Type of Document Dissertation
Author Pryweller, Jennifer Raechelle
URN etd-12012013-185805
Title A Neural Basis for Atypical Auditory Processing: A Williams Syndrome Model
Degree PhD
Department Interdisciplinary Studies: Human Genetics
Advisory Committee
Advisor Name Title
Ronald L. Cowan, M.D., Ph.D. Committee Chair
Baxter P. Rogers, Ph.D. Committee Member
Carissa J. Cascio, Ph.D. Committee Member
Elisabeth M. Dykens, Ph.D. Committee Member
Tricia A. Thornton-Wells Committee Member
  • Williams sydrome
  • fMRI
  • DTI
  • neuroimaging
  • functional connectivity
  • sensory modulation
  • auditory processing
Date of Defense 2013-08-16
Availability unrestricted
Williams syndrome (WS) is a rare, neurodevelopmental disorder caused by the deletion of 26 genes on chromosome 7q11.23. WS has a well-defined auditory phenotype, characterized by a strong attraction and emotional reactivity to music, abnormal sensitivity to sounds (hyperacusis) and an aversion to or avoidance of sounds (phonophobia). Auditory abnormalities reported in WS also affect a wide range of neurodevelopmental, neuropsychiatric and neurological disorders. Little is known about sensory modulation, or the demonstration of maladaptive emotional and behavioral responses to sensory stimuli in WS. This study aims to describe a neural basis for impaired sensory modulation in atypical auditory processing characteristic of the WS phenotype.

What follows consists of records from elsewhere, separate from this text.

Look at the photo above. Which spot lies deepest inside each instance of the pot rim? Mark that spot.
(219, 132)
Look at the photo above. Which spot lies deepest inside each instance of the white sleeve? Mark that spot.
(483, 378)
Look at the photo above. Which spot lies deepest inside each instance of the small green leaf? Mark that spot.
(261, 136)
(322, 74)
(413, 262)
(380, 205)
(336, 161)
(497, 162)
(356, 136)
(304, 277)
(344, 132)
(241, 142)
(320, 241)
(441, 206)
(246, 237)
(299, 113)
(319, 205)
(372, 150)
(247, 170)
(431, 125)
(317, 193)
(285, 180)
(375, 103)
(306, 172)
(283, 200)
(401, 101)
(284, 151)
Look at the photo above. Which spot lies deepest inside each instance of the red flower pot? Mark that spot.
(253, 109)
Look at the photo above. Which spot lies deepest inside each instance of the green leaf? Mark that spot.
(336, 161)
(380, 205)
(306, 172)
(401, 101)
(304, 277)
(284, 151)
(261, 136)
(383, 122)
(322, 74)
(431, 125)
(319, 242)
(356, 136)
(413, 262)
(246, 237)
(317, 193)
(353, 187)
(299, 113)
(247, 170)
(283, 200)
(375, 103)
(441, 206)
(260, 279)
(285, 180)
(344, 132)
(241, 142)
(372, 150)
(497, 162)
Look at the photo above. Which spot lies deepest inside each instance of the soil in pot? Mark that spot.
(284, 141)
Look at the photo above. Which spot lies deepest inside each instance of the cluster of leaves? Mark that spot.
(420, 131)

To define functional and structural connectivity between brain regions involved in auditory processing, we recruited 18 individuals with WS and 18 controls, ages 16-50, for neuroimaging. In the absence of external stimuli, “resting state” fMRI (rs-fMRI) measures blood oxygenation level dependent (BOLD) signal that reflects baseline neuronal activation in functionally connected networks of brain regions, including the auditory processing network. We used rs-fMRI to identify a network of functional brain regions involved in auditory processing in WS. White matter (WM) integrity was assessed by DTI parameters providing a quantitative measure of water diffusion through axonal membranes. We used DTI to identify structural integrity differences in WM fiber tracts underlying auditory processing in WS. To provide a basis for understanding sensory modulation impairments in WS, 56 caregivers of individuals with WS, ages 5-49, were recruited to quantitatively describe sensory processing patterns, independent of clinical diagnoses. Atypical auditory response patterns, based on a self-report of sensory processing, were correlated with group differences in functional and structural connectivity in WS. This study constitutes the most comprehensive investigation of patterns of sensory processing in WS, spanning a wide age range, and provides a uniquely developmentally-informed basis for understanding behavioral difficulties and the clinical interventions that could address them. Investigating the relationship between patterns of auditory sensory responses and functional and structural connectivity measures elucidates a brain-behavior relationship related to atypical auditory processing.